The below code gives a count vector for each row in the DataFrame:
import org.apache.spark.ml.feature.{CountVectorizer, CountVectorizerModel}
val df = spark.createDataFrame(Seq(
(0, Array("a", "b", "c")),
(1, Array("a", "b", "b", "c", "a"))
)).toDF("id", "words")
// fit a CountVectorizerModel from the corpus
val cvModel: CountVectorizerModel = new CountVectorizer()
.setInputCol("words")
.setOutputCol("features")
.fit(df)
cvModel.transform(df).show(false)
The result is:
+---+---------------+-------------------------+
|id |words |features |
+---+---------------+-------------------------+
|0 |[a, b, c] |(3,[0,1,2],[1.0,1.0,1.0])|
|1 |[a, b, b, c, a]|(3,[0,1,2],[2.0,2.0,1.0])|
+---+---------------+-------------------------+
How to get total counts of each words, like:
+---+------+------+
|id |words |counts|
+---+------+------+
|0 |a | 3 |
|1 |b | 3 |
|2 |c | 2 |
+---+------+------+
Shankar's answer only gives you the actual frequencies if the CountVectorizer model keeps every single word in the corpus (e.g. no minDF or VocabSize limitations). In these cases you can use Summarizer to directly sum each Vector. Note: this requires Spark 2.3+ for Summarizer.
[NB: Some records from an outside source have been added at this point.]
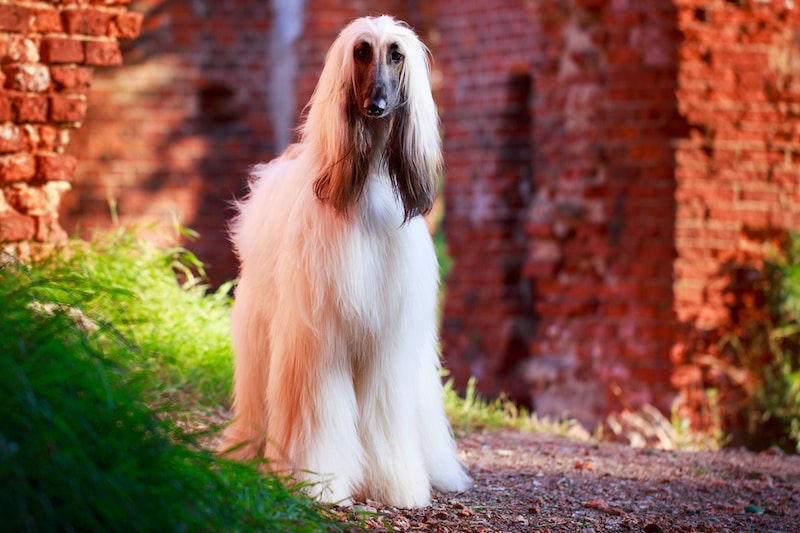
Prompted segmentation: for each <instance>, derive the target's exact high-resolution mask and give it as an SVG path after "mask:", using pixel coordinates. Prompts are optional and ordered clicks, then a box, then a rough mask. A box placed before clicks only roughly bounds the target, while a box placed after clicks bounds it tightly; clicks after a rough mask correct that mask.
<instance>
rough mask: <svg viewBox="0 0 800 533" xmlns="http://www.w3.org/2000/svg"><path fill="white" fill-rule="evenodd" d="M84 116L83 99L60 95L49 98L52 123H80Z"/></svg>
mask: <svg viewBox="0 0 800 533" xmlns="http://www.w3.org/2000/svg"><path fill="white" fill-rule="evenodd" d="M85 116H86V99H85V98H84V97H80V96H62V95H54V96H51V97H50V120H52V121H53V122H80V121H81V120H83V118H84V117H85Z"/></svg>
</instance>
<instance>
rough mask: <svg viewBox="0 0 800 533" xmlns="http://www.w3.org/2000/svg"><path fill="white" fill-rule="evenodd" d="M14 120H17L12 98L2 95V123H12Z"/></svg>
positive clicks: (1, 114)
mask: <svg viewBox="0 0 800 533" xmlns="http://www.w3.org/2000/svg"><path fill="white" fill-rule="evenodd" d="M14 120H16V117H15V115H14V105H13V101H12V99H11V97H10V96H7V95H0V121H2V122H6V121H9V122H11V121H14Z"/></svg>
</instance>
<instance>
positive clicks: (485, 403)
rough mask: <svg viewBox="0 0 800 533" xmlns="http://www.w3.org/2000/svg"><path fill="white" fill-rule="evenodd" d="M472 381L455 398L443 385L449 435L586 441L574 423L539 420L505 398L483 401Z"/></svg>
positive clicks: (583, 431) (451, 383)
mask: <svg viewBox="0 0 800 533" xmlns="http://www.w3.org/2000/svg"><path fill="white" fill-rule="evenodd" d="M476 383H477V382H476V380H475V378H470V380H469V382H468V383H467V388H466V390H465V391H464V394H463V395H461V394H459V392H458V391H456V390H455V389H454V387H453V380H452V379H449V380H447V381H446V382H445V385H444V405H445V412H446V413H447V416H448V418H449V419H450V423H451V424H452V426H453V431H454V433H455V434H456V435H457V436H463V435H466V434H469V433H473V432H478V431H497V430H508V429H513V430H519V431H530V432H545V433H551V434H557V435H564V436H572V437H575V436H579V437H581V438H588V437H589V435H588V433H587V432H586V431H585V430H583V428H582V426H581V425H580V424H579V423H578V422H577V421H575V420H572V419H569V418H566V417H565V418H562V419H558V420H554V419H550V418H547V417H539V416H536V414H532V413H530V412H528V410H527V409H524V408H522V407H519V406H517V405H516V404H515V403H514V402H512V401H510V400H508V399H507V398H504V397H502V396H501V397H500V398H496V399H493V400H487V399H485V398H482V397H481V396H479V395H478V394H477V392H476V390H475V387H476Z"/></svg>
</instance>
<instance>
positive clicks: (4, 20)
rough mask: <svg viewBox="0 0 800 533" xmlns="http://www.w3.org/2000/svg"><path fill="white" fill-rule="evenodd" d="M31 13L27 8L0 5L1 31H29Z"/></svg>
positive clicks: (0, 27)
mask: <svg viewBox="0 0 800 533" xmlns="http://www.w3.org/2000/svg"><path fill="white" fill-rule="evenodd" d="M30 19H31V12H30V9H28V8H27V7H22V6H17V5H14V4H0V30H5V31H16V32H23V31H25V30H27V29H28V24H29V23H30Z"/></svg>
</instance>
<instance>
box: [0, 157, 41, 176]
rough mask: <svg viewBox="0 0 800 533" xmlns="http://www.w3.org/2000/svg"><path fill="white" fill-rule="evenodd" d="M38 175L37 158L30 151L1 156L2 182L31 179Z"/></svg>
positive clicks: (1, 174) (1, 171)
mask: <svg viewBox="0 0 800 533" xmlns="http://www.w3.org/2000/svg"><path fill="white" fill-rule="evenodd" d="M35 175H36V159H35V158H34V157H33V156H32V155H31V154H28V153H19V154H13V155H4V156H0V182H3V183H10V182H14V181H29V180H30V179H31V178H33V177H34V176H35Z"/></svg>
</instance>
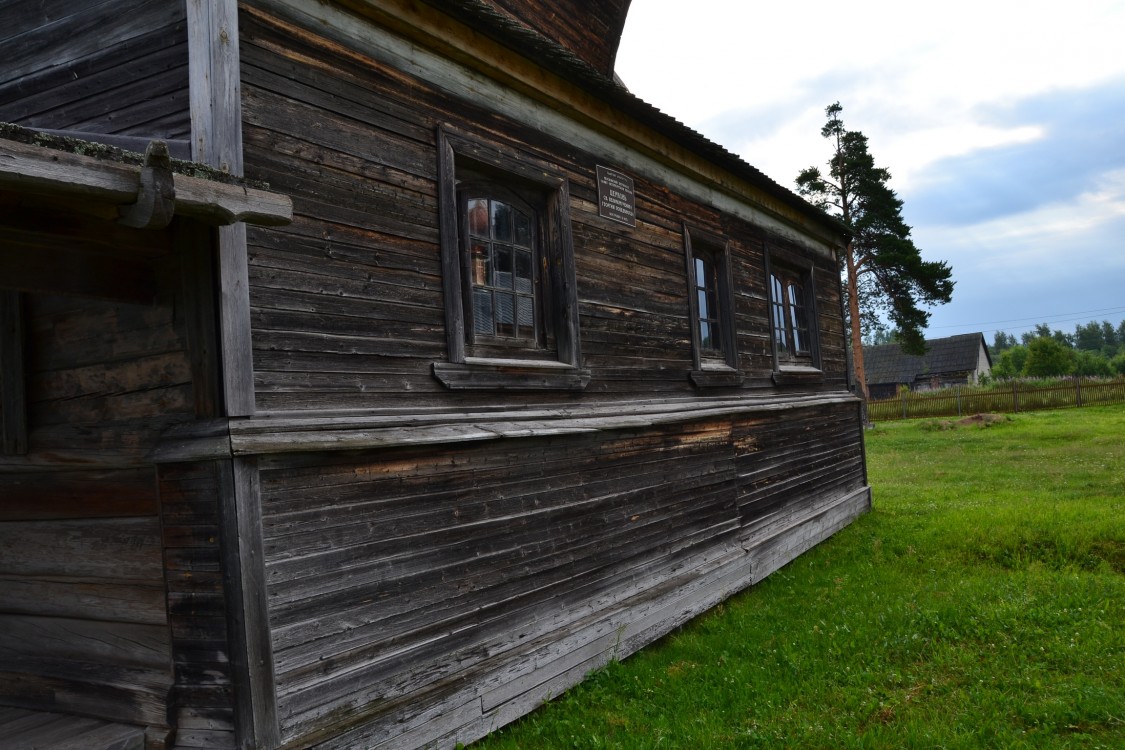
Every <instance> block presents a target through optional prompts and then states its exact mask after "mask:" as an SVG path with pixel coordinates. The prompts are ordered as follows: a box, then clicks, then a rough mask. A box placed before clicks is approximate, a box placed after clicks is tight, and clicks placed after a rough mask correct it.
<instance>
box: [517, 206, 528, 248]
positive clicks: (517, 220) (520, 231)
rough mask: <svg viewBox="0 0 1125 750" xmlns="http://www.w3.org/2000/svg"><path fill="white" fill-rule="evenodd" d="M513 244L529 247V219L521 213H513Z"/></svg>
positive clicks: (519, 211) (521, 211)
mask: <svg viewBox="0 0 1125 750" xmlns="http://www.w3.org/2000/svg"><path fill="white" fill-rule="evenodd" d="M514 242H515V244H517V245H520V246H521V247H531V217H530V216H528V215H526V214H524V213H522V211H516V213H515V237H514Z"/></svg>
import org.apache.spark.ml.stat.Summarizer.metrics
// You need to select normL1 and another item (like mean) because, for some reason, Spark
// won't allow one Vector to be selected at a time (at least in 2.4)
val totalCounts = cvModel.transform(df)
.select(metrics("normL1", "mean").summary($"features").as("summary"))
.select("summary.normL1", "summary.mean")
.as[(Vector, Vector)]
.first()
._1
You'll then have to zip totalCounts with cvModel.vocabulary to get the words themselves.